II - A fundamentação
O recurso de constitucionalidade previsto no artigo
70º, nº 1, alínea b), da Lei nº 28/82, de 15 de Novembro, (recurso de decisões que apliquem norma cuja inconstitucionalidade haja sido suscitada durante o processo) depende dos seguintes pressupostos: 1) a inconstitucionalidade da norma (ou normas) há-de ter sido previamente invocada pelo recorrente; 2) a mesma norma (ou normas) há-de ter sido, depois, objecto de aplicação pela decisão recorrida; 3) dessa decisão já não é admissível recurso ordinário.
No quadro de avaliação destes pressupostos, põe-se o problema de saber se as normas arguidas de inconstitucionais pelo reclamante, relativamente a que não foi admitido o recurso para o Tribunal Constitucional, foram suscitadas durante o processo por modo adequado, e depois, se foram aplicadas na decisão recorrida.
Sublinha-se, desde logo, que a suscitação da questão de constitucionalidade durante o processo envolve a identificação clara da norma ou normas a ser apreciadas pela instância de controlo. Outro não é, de resto, o sentido da norma do artigo 75º-A, nº 1, da Lei do Tribunal Constitucional: 'O recurso para o Tribunal Constitucional interpõe-se por meio de requerimento, no qual se indique a alínea do nº 1 do artigo 70º ao abrigo da qual o recurso é interposto e a norma cuja inconstitucionalidade ou ilegalidade se pretende que o Tribunal aprecie'.
Como se afirmou no Acórdão nº 199/88 deste Tribunal: '(...) ao suscitar-se uma questão de inconstitucionalidade, [deve deixar-se] claro qual o preceito legal cuja legitimidade constitucional se questiona, ou, no caso de se questionar certa interpretação de uma dada norma, qual o sentido ou a dimensão normativa do preceito que se tem por violador da lei fundamental' (DR, II série, de 28 de Março de 1989; e, no mesmo sentido, o Acórdão nº 123/89, DR, II série, de 29 de Abril de 1989).
Na mesma linha de entendimento do pressuposto a que se refere o artigo 70º, nº 1, alínea b), da Lei nº 28/82, vai o Acórdão nº
170/92: '(...) o objecto da fiscalização de constitucionalidade são as normas e não os diplomas legais.
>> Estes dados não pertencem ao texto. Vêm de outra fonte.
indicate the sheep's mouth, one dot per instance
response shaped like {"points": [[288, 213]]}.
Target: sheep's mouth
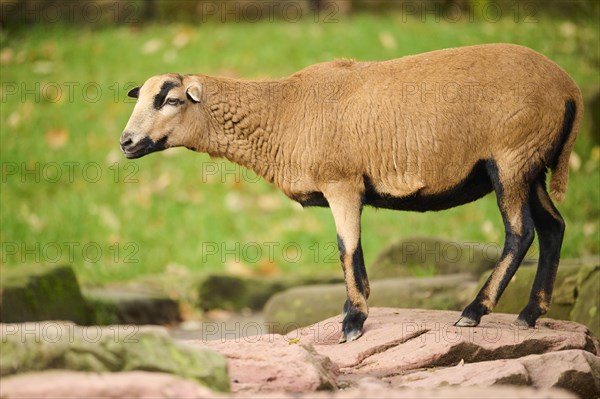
{"points": [[143, 147]]}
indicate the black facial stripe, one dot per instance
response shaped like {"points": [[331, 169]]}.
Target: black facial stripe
{"points": [[159, 99]]}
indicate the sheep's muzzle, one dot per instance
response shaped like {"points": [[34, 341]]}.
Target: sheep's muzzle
{"points": [[143, 147]]}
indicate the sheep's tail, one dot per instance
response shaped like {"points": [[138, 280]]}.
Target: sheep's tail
{"points": [[560, 161]]}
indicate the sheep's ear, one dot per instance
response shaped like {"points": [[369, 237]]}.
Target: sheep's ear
{"points": [[194, 92], [134, 93]]}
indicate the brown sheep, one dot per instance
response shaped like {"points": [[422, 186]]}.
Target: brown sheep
{"points": [[424, 132]]}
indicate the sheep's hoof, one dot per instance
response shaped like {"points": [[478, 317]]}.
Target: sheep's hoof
{"points": [[466, 322], [352, 325]]}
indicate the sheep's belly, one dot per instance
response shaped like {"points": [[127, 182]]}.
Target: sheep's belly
{"points": [[474, 186]]}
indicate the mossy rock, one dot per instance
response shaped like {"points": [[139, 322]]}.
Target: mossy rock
{"points": [[60, 345], [222, 291], [128, 304], [566, 290], [586, 309], [424, 256], [35, 293], [303, 306]]}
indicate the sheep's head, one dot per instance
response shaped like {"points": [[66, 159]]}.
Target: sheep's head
{"points": [[162, 117]]}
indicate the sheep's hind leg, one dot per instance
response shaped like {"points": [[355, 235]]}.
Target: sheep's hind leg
{"points": [[550, 228], [514, 207], [346, 209]]}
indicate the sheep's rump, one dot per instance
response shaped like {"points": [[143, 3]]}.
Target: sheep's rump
{"points": [[426, 124]]}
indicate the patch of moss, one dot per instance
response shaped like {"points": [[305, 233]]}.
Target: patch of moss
{"points": [[35, 293]]}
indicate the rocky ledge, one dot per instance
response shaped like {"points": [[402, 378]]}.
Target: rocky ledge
{"points": [[404, 353]]}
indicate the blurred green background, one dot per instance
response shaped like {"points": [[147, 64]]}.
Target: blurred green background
{"points": [[69, 196]]}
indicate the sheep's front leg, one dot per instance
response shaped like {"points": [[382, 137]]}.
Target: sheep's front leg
{"points": [[346, 208]]}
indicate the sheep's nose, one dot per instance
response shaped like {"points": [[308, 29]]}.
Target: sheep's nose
{"points": [[126, 140]]}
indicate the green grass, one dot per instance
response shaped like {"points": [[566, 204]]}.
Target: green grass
{"points": [[165, 213]]}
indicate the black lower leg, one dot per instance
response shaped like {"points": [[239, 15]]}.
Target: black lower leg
{"points": [[355, 307], [550, 228], [514, 250], [518, 224]]}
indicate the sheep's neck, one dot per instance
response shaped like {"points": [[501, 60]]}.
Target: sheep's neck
{"points": [[244, 118]]}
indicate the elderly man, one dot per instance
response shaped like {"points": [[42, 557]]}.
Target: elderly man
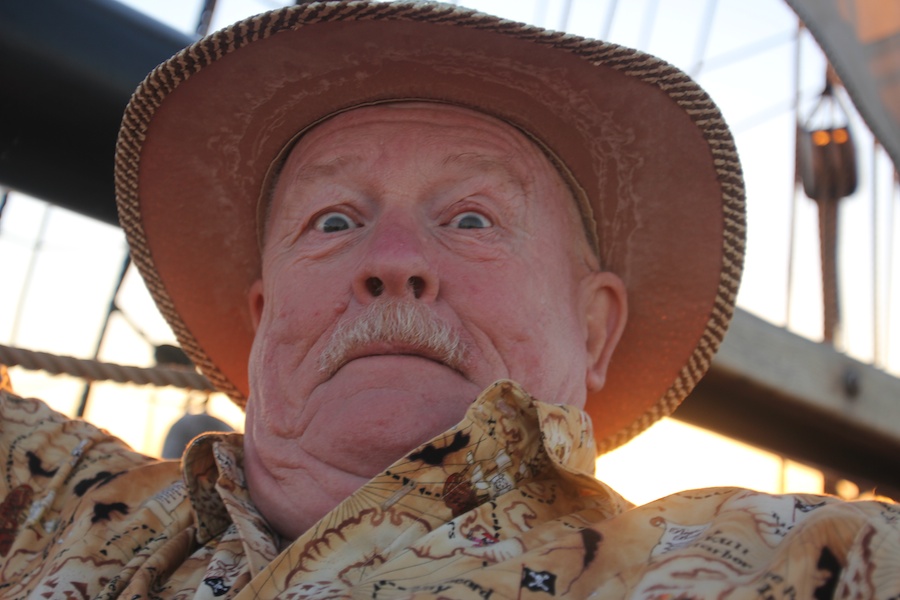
{"points": [[401, 236]]}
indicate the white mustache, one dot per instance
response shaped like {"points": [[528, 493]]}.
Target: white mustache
{"points": [[402, 323]]}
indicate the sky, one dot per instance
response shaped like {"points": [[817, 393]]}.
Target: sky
{"points": [[60, 268]]}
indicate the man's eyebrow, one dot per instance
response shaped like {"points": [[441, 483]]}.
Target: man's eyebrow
{"points": [[490, 164], [323, 169]]}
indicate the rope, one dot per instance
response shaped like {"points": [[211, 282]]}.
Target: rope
{"points": [[94, 370], [828, 227]]}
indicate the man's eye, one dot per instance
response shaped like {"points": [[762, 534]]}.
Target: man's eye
{"points": [[470, 220], [334, 221]]}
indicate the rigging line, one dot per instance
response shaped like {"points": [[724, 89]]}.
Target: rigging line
{"points": [[649, 20], [610, 15], [4, 198], [205, 18], [746, 52], [889, 284], [29, 273], [94, 370], [705, 32], [792, 215], [876, 263]]}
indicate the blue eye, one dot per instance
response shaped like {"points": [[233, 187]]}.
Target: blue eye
{"points": [[334, 221], [470, 220]]}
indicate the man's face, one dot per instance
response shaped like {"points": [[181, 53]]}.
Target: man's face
{"points": [[461, 222]]}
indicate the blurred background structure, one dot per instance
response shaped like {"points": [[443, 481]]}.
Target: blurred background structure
{"points": [[804, 395]]}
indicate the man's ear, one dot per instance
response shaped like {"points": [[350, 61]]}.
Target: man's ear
{"points": [[605, 310], [256, 301]]}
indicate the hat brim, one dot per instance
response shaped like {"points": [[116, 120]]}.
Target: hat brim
{"points": [[645, 144]]}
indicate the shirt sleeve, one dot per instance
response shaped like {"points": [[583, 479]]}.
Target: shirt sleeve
{"points": [[65, 487]]}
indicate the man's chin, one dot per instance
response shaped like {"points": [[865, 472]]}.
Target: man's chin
{"points": [[374, 411]]}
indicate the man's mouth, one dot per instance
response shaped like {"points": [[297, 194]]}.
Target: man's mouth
{"points": [[386, 350], [393, 328]]}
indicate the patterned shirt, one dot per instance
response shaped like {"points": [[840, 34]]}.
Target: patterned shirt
{"points": [[501, 506]]}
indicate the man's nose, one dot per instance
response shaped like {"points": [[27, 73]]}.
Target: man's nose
{"points": [[396, 266]]}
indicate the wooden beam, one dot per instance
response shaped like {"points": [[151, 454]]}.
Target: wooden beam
{"points": [[804, 400]]}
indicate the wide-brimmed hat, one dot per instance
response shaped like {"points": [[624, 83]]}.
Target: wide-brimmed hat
{"points": [[636, 136]]}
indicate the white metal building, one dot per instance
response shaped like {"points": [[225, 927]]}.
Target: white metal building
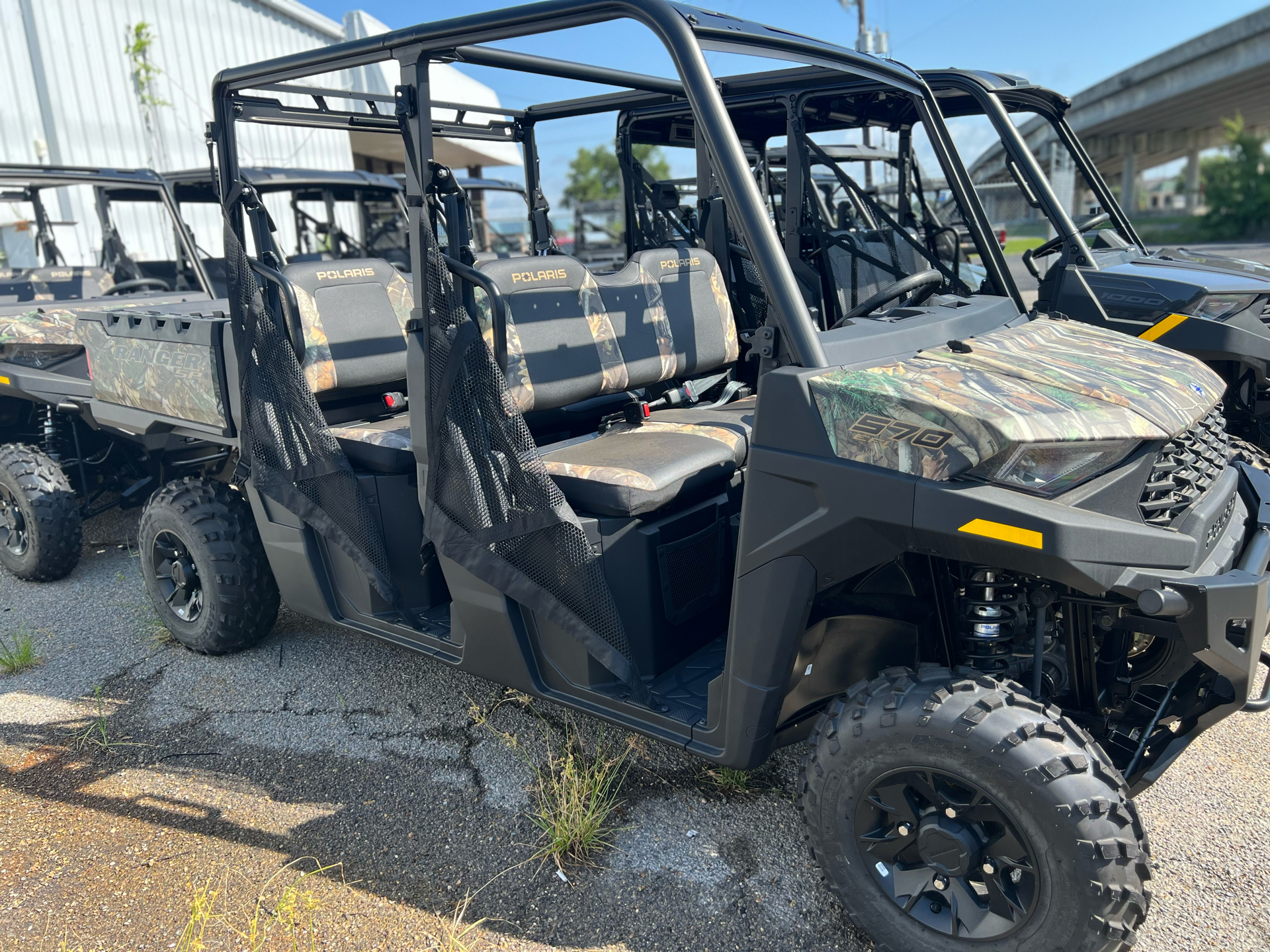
{"points": [[70, 98]]}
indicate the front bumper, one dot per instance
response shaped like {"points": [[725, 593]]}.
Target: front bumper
{"points": [[1222, 621]]}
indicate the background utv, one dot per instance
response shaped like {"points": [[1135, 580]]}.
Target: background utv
{"points": [[920, 504]]}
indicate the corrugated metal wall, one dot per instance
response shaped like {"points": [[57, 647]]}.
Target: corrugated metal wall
{"points": [[95, 111]]}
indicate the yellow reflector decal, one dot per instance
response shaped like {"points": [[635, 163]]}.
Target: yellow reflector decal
{"points": [[1002, 532], [1167, 324]]}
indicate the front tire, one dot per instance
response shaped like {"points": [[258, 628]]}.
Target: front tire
{"points": [[41, 534], [205, 567], [952, 811]]}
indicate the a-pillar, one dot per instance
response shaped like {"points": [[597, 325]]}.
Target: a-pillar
{"points": [[1129, 183], [476, 204], [1193, 180]]}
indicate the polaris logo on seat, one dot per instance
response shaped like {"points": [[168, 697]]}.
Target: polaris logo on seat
{"points": [[550, 274]]}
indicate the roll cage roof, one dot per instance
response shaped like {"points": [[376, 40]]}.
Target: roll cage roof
{"points": [[683, 31], [197, 184], [120, 186]]}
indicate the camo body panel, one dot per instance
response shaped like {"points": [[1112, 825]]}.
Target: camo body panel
{"points": [[613, 365], [1047, 381], [520, 387], [724, 306], [1166, 386], [402, 299], [654, 314], [54, 325], [158, 376], [397, 438], [318, 366]]}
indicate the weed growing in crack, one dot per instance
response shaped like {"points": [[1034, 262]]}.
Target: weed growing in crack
{"points": [[732, 781], [97, 733], [292, 920], [577, 795], [455, 935], [18, 651]]}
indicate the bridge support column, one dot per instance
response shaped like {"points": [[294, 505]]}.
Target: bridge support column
{"points": [[1193, 180], [1129, 184]]}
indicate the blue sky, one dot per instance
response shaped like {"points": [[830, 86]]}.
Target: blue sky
{"points": [[1066, 46]]}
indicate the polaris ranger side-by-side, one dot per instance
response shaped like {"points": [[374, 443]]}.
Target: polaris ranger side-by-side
{"points": [[70, 450], [921, 547], [1213, 307]]}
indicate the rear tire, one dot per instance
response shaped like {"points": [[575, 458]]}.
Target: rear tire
{"points": [[205, 567], [1035, 779], [41, 534]]}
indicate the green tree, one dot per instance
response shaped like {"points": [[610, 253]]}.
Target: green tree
{"points": [[595, 175], [1238, 184]]}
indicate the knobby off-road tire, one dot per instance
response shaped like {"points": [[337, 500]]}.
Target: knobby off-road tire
{"points": [[40, 520], [1044, 774], [205, 567]]}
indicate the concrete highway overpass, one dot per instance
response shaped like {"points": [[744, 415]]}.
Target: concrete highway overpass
{"points": [[1165, 108]]}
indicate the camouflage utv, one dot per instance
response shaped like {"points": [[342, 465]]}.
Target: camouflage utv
{"points": [[929, 549], [70, 447]]}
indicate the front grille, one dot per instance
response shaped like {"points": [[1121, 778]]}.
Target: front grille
{"points": [[1187, 466]]}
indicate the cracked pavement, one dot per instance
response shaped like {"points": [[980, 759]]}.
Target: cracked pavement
{"points": [[327, 744]]}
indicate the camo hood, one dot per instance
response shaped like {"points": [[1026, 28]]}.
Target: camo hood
{"points": [[941, 413]]}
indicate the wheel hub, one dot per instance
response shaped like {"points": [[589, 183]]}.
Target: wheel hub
{"points": [[948, 846], [947, 853], [13, 526], [177, 576]]}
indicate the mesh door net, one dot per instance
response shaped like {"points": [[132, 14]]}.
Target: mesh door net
{"points": [[286, 446], [491, 504]]}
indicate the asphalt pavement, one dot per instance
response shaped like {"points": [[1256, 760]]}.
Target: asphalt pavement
{"points": [[328, 746]]}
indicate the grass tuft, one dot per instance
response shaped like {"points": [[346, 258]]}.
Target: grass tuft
{"points": [[730, 779], [97, 733], [18, 651], [577, 796], [455, 935], [292, 920]]}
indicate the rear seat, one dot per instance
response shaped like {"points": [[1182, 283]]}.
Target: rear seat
{"points": [[353, 313], [572, 337], [56, 284]]}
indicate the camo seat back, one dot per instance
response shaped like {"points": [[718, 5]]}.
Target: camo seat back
{"points": [[353, 313], [573, 335], [58, 284]]}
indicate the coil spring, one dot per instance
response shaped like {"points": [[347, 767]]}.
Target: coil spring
{"points": [[50, 430], [990, 606]]}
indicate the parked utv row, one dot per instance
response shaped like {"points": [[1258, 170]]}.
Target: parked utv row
{"points": [[800, 469]]}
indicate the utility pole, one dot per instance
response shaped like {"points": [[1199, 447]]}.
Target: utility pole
{"points": [[865, 45]]}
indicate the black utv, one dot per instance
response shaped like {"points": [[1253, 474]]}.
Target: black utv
{"points": [[920, 547], [1100, 270], [85, 240]]}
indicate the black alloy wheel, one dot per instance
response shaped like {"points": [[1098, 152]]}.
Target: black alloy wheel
{"points": [[947, 853], [13, 524], [177, 576]]}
O Tribunal Constitucional tem entendido, pelo menos nos processos de fiscalização concreta da constitucionalidade, que a menção de todo um diploma legal não vale como identificação da norma (ou normas), requerida no artigo 75º-A, nº 1, da Lei nº 28/82' (DR, II série, de 18-9-1992; cf., igualmente, os Acórdãos nºs 393/91, inédito, e os Acórdãos nºs 442/91 e 21/92, DR, II série, de, respectivamente, 2-4-1992 e 11-6-1992).
Do que precede há-de concluir-se, com evidência, que não foi adequadamente suscitada a questão de constitucionalidade do Título IV do Código das Expropriações, título que, como oportunamente sublinha o Sr. Procurador-Geral Adjunto neste Tribunal, 'engloba os artigos 27º a 38º, vários deles incompatíveis entre si porque visando realidades distintas e não justaponíveis'.
E pela mesma razão, não foi adequadamente suscitada a questão de constitucionalidade do Decreto-Lei nº 387-B/87, de 29 de Dezembro.
Diferente é a impugnação das normas dos artigos
523º, 524º e 580º, nº 3, do Código de Processo Civil e do artigo 126º, nº 2, do Código das Custas Judiciais. Estas normas estão claramente identificadas, mas em relação a elas não foi a questão de constitucionalidade suscitada durante o processo.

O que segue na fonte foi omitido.